In Chapter 5, a novel methodology for the fabrication of BPMs through the hybrid electrospinning/electrospraying approach was presented. Through the combination of electrospinning techniques for ion exchange polymers and electrospraying methods for dispersed catalyst nanoparticles, the production of bipolar membranes (BPMs) was demonstrated with certain polymeric stability, increased junction-specific surface area, and the potential for incorporating diverse catalyst materials. Furthermore, the utilization of MCM-41 (silica nanoparticles) as a novel porous catalyst material was investigated as the principal catalyst for water dissociation in the BPM. 

In this study, several bipolar membranes (BPMs) were synthesized with different loadings of MCM-41 catalyst. The MCM-41 silica nanoparticles were deposited in layers directly adjacent to the 3D junction of the BPM, as well as solely on either the cation exchange or anion exchange side of the junction. The current-voltage curves for water dissociation of the recently developed bipolar membranes exhibited a noteworthy enhancement in the electrochemical performance of the bipolar membrane, as a result of decreased transmembrane voltage. The electrochemical performance of a benchmarked commercial BPM manufactured by Fumatech was surpassed by a BPM with an optimal catalyst (MCM-41) loading of 0.13 mg/cm2, which recorded an overpotential of 280 mV at 1000 A/m2. Additionally, the results obtained from the analysis of open circuit voltage and water formation characterization provided clear evidence of the advantageous nature of the catalyst when the BPM was operated in the forward bias mode. It is noteworthy that the voltage drop remained above 0.2V at 500 A/m2, which is a significant characteristic for the utilization of fuel cells and flow batteries.

The study in Chapter 5 showcased progress in the field of BPM development by presenting a new BPM architecture that utilized hybrid electrospinning-electrospraying techniques and a novel catalyst known as MCM-41. It is anticipated that the selection of a catalyst in BPM that is specifically designed for the functions of water dissociation and water formation will become a prevalent trend in the advancement of high-performance BPM.
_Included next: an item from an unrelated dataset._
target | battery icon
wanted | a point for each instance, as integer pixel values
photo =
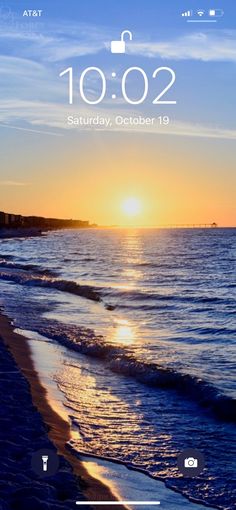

Finally, the thesis is concluded with Chapter 6 where general conclusions of the thesis are discussed. In addition, some of the interesting results of attempts to incorporate different polymers as potential water dissociation catalysts are also discussed and analyzed. The chapter also includes an outlook for upscaling the BPM fabrication, where the technical and economical parts are also covered. Other significant aspects of the BPM development are also delved onto, like BPM durability, future BPM relation to acid-base flow battery and potential advanced extensive BPM fabrication technologies.